Personal information
- Full name: Moses Chunga
- Date of birth: 17 October 1965 (age 60)
- Place of birth: Salisbury, Rhodesia (now Harare, Zimbabwe)
- Position: Midfielder

Senior career*
- Years: Team / Apps / (Gls)
- 1983–1988: Dynamos
- 1988–1992: Eendracht Aalst

International career
- 1987–1991: Zimbabwe

Managerial career
- Dynamos
- Shabanie Mine
- Gunners
- 2010: Shooting Stars
- 2010–2011: CAPS United
- 2011–2012: Gunners
- 2014–2015: Buffaloes F.C.
- 2016: Harare City F.C.

= Moses Chunga =

Zimbabwean footballer (born 1965)

Moses Chunga (born 17 October 1965) is a retired Zimbabwean footballer who played as a midfielder for Dynamos, Eendracht Aalst and the Zimbabwe national football team. He was born to parents of Malawian descent, but chose to represent his nation of birth at international level. He is considered to be one of Zimbabwe's greatest ever midfielders.

==Coaching career==
In 2002, following a spell in charge at Dynamos, he was appointed head coach of Shabanie Mine.

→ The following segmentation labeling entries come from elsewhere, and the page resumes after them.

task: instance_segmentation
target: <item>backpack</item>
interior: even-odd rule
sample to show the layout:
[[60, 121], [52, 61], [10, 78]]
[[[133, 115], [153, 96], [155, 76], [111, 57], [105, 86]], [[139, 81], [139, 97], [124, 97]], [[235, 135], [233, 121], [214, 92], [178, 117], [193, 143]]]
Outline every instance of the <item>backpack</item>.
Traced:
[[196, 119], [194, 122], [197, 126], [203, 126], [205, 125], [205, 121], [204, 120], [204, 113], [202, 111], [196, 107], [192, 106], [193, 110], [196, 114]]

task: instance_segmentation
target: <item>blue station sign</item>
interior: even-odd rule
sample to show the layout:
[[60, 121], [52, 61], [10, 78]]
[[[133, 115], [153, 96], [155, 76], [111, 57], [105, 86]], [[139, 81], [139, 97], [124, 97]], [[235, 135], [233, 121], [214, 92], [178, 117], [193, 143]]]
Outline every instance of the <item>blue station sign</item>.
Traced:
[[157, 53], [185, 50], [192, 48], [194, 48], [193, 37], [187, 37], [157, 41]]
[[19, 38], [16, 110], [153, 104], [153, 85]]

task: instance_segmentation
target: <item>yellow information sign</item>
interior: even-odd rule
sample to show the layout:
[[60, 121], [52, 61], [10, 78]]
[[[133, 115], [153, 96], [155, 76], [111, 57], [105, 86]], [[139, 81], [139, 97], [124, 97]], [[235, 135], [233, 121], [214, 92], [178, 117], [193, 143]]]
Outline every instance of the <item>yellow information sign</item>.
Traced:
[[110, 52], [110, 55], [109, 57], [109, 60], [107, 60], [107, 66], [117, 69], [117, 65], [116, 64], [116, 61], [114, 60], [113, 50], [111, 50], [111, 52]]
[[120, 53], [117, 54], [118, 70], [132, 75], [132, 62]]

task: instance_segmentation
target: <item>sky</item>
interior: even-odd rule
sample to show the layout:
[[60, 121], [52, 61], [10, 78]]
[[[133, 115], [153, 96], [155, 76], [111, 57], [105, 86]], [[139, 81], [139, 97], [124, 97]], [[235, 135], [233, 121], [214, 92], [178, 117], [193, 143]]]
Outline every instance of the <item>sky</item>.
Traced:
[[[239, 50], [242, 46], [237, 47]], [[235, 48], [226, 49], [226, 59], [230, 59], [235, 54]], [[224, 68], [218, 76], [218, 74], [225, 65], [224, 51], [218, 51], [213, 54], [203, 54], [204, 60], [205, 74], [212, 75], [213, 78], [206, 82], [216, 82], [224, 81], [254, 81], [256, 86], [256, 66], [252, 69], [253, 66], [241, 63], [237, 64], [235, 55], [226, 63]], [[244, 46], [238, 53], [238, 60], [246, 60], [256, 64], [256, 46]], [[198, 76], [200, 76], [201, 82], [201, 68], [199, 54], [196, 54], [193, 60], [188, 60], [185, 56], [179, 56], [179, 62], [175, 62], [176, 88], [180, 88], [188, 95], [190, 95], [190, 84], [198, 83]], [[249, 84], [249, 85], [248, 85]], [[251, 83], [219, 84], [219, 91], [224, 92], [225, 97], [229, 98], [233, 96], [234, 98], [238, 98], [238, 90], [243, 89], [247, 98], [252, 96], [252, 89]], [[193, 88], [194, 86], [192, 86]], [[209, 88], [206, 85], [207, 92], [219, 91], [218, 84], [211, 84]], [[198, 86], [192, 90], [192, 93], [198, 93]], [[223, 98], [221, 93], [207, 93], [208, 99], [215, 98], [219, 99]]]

Chunga won his first managerial honours with Gunners F.C., who became Zimbabwe Premier League champions in 2009. He subsequently left the Gunners before the start of the following season and joined fellow Harare-side Shooting Stars.

In June 2011, CAPS United announced that Moses Chunga had left the club, a day after his team was knocked out of the quarter-finals of the BancABC Sup8r by Highlanders. He was re-appointed as coach at Gunners F.C. a few weeks later.

In December 2012, Chunga revisited Aalst and was honoured by his old club and by the City Council, being invited to sign the Golden Book of Aalst, the community's highest civic honour.

On 11 March 2015, Chunga quit Buffaloes F.C.